The first review of our book "Start Up your Restaurant" by Sumana Mukherjee on LIVEMINT.
Link to the Review:
Reproduction of the review:
So you think you want to open a restaurant?
Everything you wanted to know about the business but didn’t know whom to ask
Sumana Mukherjee
Mar 9, 2016
LIVEMINT.com
Photo: istockphoto (reproduced from livemint.com)
A restaurant cannot be a vanity project but needs to make business sense to survive.
It’s such a common refrain that it isn’t even funny anymore. How many times have you heard someone say that s/he really needs to chuck their day job and set up a restaurant? Or maybe you’ve said it yourself.
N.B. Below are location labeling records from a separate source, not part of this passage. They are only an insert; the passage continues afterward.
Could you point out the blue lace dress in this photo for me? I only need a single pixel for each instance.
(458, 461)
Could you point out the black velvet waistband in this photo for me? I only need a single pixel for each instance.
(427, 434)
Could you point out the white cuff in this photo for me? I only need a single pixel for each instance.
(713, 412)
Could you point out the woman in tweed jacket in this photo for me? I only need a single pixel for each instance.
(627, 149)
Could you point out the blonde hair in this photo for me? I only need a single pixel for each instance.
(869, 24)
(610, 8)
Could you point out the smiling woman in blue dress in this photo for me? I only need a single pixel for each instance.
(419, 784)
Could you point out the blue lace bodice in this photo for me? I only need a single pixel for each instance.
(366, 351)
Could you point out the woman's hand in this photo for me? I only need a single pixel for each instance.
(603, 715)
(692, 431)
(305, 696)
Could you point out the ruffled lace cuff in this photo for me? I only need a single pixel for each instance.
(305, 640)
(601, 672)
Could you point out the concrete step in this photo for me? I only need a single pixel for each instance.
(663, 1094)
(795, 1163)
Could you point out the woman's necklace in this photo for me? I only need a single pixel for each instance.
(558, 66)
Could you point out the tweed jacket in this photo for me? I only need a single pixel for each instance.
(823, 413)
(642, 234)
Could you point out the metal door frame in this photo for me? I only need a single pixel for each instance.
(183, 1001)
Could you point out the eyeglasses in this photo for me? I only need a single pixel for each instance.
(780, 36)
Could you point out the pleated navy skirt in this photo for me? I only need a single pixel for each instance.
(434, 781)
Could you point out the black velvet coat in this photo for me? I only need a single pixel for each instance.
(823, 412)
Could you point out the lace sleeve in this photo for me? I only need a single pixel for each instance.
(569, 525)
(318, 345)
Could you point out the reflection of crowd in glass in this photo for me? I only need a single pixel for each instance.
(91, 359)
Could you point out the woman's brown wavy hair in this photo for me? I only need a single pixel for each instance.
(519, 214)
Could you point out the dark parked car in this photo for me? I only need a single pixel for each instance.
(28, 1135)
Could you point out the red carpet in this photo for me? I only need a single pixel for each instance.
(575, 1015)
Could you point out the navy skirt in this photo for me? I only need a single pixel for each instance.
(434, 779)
The commonest setting for this observation is usually after a few drinks at the buzziest place in town, while waiters run around with the orders for the table and the music reverberates through the heart. Or, possibly, after a meal at home, when contented friends and family lounge around the dining table and talk turns idly to “wasting your talents” between burps of ghee roast or dhansak.
It’s on just such an occasion that someone should produce this book. If it wasn’t called Start Up Your Restaurant, it would be called a Reality Check.
The 10-page introduction, in fact, seems to have a single-point agenda: To shake up the reader and make him/her realize that to transform a daydream into a successful business is more elbow grease than greased lightning. So you think you understand the business because you eat out regularly? Or because you are a great cook? Or the entry barriers are low? Or just because you’re sick and tired of sitting behind your laptop all the time and want to be in a place where you can be with friends and have a whale of a time?
Get past these pages and then you face the hard questions.
Failed (and resurrected) quick-service restaurateur Jayanth Narayanan and food writer Priya Bala have done a remarkable job in breaking down every single process that goes into building a successful restaurant— and, let me tell you, it’s a LOT of processes, right from the conceptualization and raising funds to acquiring licences and advertising the restaurant. The authors are unambiguous and clear-speaking when it comes to the sticky points likely to bewilder a newbie—VC funds or own savings? QSR or cafe? Vast upper floor or tiny ground-floor – or roof top? Splash out on the interiors or on the kitchen? Wine or beer —or neither?—which may be just what the aspiring entrepreneur is looking for.
The authors are unequivocal about the fact that a restaurant cannot be a vanity project but needs to make business sense to survive—if only because it has real money sunk into it, be it one’s own or a venture capitalist’s. This takes away some of the romance associated with a dream project but it is perhaps an essential wake-up call. To that end, there are test cases, financial matrix charts, even job descriptions and staff allocation charts. Most inspiring are the first-person accounts from real-life entrepreneurs, both trained restaurant professionals and those who, one day, sat up and said, “I really want to open a restaurant”— and actually did it.
By addressing all levels of the restaurant trade, it is inevitable that the authors will lose some of the nuance required for each segment— more so because many aspects such as trade licences and alcohol permits are state-specific. Still, as far as it is possible for a book to be all things to all people, Start Up Your Restaurant has all the basics covered. It is the book you need to read when the idea strikes you, when you feel like giving up on the dream, when you’re on your way and when you’re there— by which time you could write your own book on the journey. But you won’t, of course, because you won’t have the time.